La chiusura delle frontiere ha fatto felice la compagnia dei sovranisti e dei protezionisti, ma nel contempo ha evidenziato i colli di bottiglia in cui si è infilata la maggior parte delle economie occidentali cavalcando il processo di delocalizzazione delle attività considerate non più redditizie. Purtroppo tale delega ha accentuato l’intreccio delle dipendenze, rendendo il «primo mondo» vulnerabile, sia sul piano merceologico, sia sul piano della forza-lavoro. Molti settori produttivi si sono improvvisamente ritrovati sguarniti, dall’agricoltura alle cure ospedaliere. Le autorità di mezzo continente hanno dovuto istituire appositi corridoi con l’Est europeo o con alcune regioni africane per poter reclutare la manodopera di cui avevano urgentemente bisogno: braccianti, raccoglitori, badanti, professionisti della sanità. E infine l’esercito degli invisibili e degli innominabili, i «sans-papiers».

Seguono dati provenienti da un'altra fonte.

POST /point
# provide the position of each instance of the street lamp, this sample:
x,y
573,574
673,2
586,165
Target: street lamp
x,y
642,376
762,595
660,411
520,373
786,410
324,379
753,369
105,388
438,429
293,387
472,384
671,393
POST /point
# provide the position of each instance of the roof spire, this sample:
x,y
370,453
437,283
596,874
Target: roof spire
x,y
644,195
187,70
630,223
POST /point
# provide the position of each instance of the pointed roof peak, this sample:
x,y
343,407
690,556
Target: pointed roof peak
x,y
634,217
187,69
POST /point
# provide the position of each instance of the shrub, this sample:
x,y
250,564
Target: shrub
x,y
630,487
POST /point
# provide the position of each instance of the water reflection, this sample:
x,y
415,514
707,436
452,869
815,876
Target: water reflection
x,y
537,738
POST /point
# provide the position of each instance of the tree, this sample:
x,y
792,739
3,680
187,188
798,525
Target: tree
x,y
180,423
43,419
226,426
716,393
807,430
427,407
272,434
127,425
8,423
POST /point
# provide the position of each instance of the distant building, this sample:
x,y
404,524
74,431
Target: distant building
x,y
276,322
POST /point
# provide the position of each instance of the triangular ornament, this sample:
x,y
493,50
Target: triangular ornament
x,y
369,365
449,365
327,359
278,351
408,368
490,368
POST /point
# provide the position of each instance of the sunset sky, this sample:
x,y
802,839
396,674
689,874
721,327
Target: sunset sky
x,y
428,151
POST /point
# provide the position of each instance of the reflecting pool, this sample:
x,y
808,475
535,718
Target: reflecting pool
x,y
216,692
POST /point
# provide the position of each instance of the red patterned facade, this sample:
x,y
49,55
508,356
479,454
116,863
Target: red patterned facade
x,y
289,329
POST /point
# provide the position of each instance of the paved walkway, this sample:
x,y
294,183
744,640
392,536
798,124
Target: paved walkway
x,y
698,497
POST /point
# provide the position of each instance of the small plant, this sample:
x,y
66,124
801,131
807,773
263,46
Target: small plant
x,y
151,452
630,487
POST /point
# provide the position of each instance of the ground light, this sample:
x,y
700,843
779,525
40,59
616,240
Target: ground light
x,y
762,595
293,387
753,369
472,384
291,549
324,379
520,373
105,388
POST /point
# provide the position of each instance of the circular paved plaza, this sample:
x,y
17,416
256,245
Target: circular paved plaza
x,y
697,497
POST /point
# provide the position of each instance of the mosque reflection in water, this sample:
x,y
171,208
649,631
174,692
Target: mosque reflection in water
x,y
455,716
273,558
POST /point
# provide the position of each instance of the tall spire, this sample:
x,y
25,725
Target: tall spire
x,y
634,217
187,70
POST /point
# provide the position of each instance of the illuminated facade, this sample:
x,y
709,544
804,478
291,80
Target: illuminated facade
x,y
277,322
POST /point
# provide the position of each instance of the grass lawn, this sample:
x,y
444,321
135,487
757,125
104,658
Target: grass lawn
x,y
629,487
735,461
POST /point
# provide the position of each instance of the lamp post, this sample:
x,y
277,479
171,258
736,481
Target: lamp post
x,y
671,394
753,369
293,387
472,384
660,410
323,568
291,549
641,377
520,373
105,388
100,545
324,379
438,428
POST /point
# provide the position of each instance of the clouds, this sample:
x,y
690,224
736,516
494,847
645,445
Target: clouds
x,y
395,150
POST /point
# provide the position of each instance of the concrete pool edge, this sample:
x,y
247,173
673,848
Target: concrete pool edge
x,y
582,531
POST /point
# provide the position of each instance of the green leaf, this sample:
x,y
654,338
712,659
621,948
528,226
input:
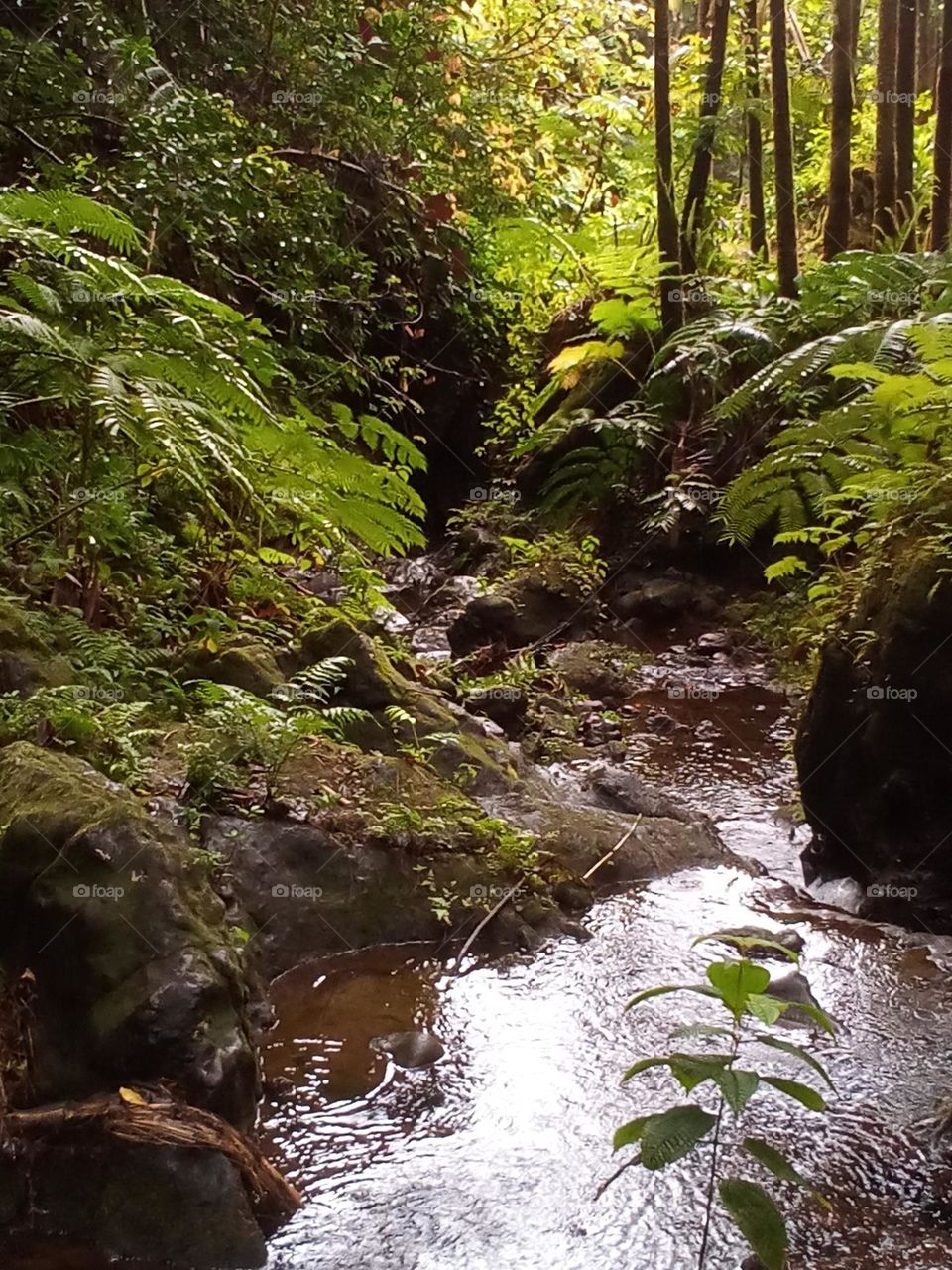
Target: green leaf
x,y
758,1219
735,980
738,1087
769,1010
798,1092
673,1134
630,1133
693,1070
796,1052
774,1161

Fino all’altro ieri sembrava funzionare alla perfezione il modello economico fondato sulla bipartizione delle attività: da un lato la produzione di merci a basso valore aggiunto, da collocare nelle aree emergenti; dall’altro i settori strategici di «ricerca e sviluppo», da trattenere in patria. «Ideato nell’Ue (o negli Usa) e prodotto in Cina», sta tuttora scritto sugli imballaggi dei nostri computer e dei nostri telefonini. La divisione internazionale del lavoro si reggeva, e in buona parte si regge ancora, sulla separazione braccia-mente: nel continente asiatico l’operaio – spesso l’operaia – a basso costo, nei paesi evoluti gli ingegneri, gli informatici e i designer ben retribuiti, contesi dalle migliori «corporations».
Anche il nostro cantone è cresciuto sulla base di un mercato del lavoro frazionato: i frontalieri e gli autoctoni. Il primo balzo si è avuto negli anni 60, con la concentrazione del tessile lungo la fascia di confine. La possibilità di poter contare su maestranze provenienti dalle vicine province italiane rese il Mendrisiotto un’ubicazione ideale per una miriade di fabbrichette, spesso filiali di grandi gruppi d’oltralpe. Questo sviluppo, assieme alla parallela fuga dei capitali dall’Italia (si era negli anni dei governi di centro-sinistra), permise al Ticino di acciuffare il treno del benessere. Pian piano la scala sociale andò modificandosi, allargandosi al centro. La transizione verso il terziario, ossia verso l’economia dei servizi (banche, assicurazioni, trasporti, la galassia degli impieghi statali e parastatali), rese possibile la formazione di un robusto ceto medio, le cui ambizioni non erano più nel manufatturiero (da lasciare appunto all’elemento straniero) ma nell’universo dei colletti bianchi.
Il secondo balzo è avvenuto in tempi recenti. Anche qui il Ticino – come del resto in tutta la Confederazione – ha potuto beneficiare della recessione e delle incertezze regnanti altrove, specie dopo il tracollo finanziario del 2007-2008 – per attirare capitali alla ricerca di porti sicuri. Di qui un incremento costante del ramo immobiliare, a conferma del detto francese «quand le bâtiment va, tout va». Il mattone dunque come rifugio (per gli investitori) e come occasione di lavoro per un buon numero di liberi professionisti. Ma ecco il suo rovescio: un settore che senza l’apporto degli edili frontalieri cesserebbe di esistere.
D’altra parte, la consapevolezza di tale dipendenza da fattori extra-nazionali era già ben presente nella prima iniziativa Schwarzenbach, giunta in votazione mezzo secolo fa, il 7 giugno 1970. Nel testo si diceva infatti che dai provvedimenti che la Confederazione avrebbe dovuto adottare per limitare la popolazione straniera al 10% del totale (Ginevra esclusa) non rientravano né i frontalieri né gli stagionali (e nemmeno gli scienziati e il personale occupato negli ospedali). Alla frontiera spettava il ruolo di paratia, a immagine di un sistema idraulico applicato ai torrenti per regolare afflusso e deflusso delle acque, in base alle esigenze e alle urgenze del momento.
Il trattato di Schengen aveva archiviato questo sistema di selezione all’ingresso, ma il virus l’ha riportato in vita. Per quanto tempo non si sa. E nemmeno si sa quando la libera circolazione delle persone riprenderà nel quadro normativo stabilito nell’era pre-pandemica. Quanto è successo deve comunque interrogare la società ticinese, indurla a riflettere sui meccanismi che la sorreggono e la condizionano nel suo funzionamento sociale ed economico, al riparo da squilibri e da improvvisi scompensi. E qui un ripensamento del mercato del lavoro e dei percorsi formativi, in particolare di quelli professionali, pare ormai non più differibile.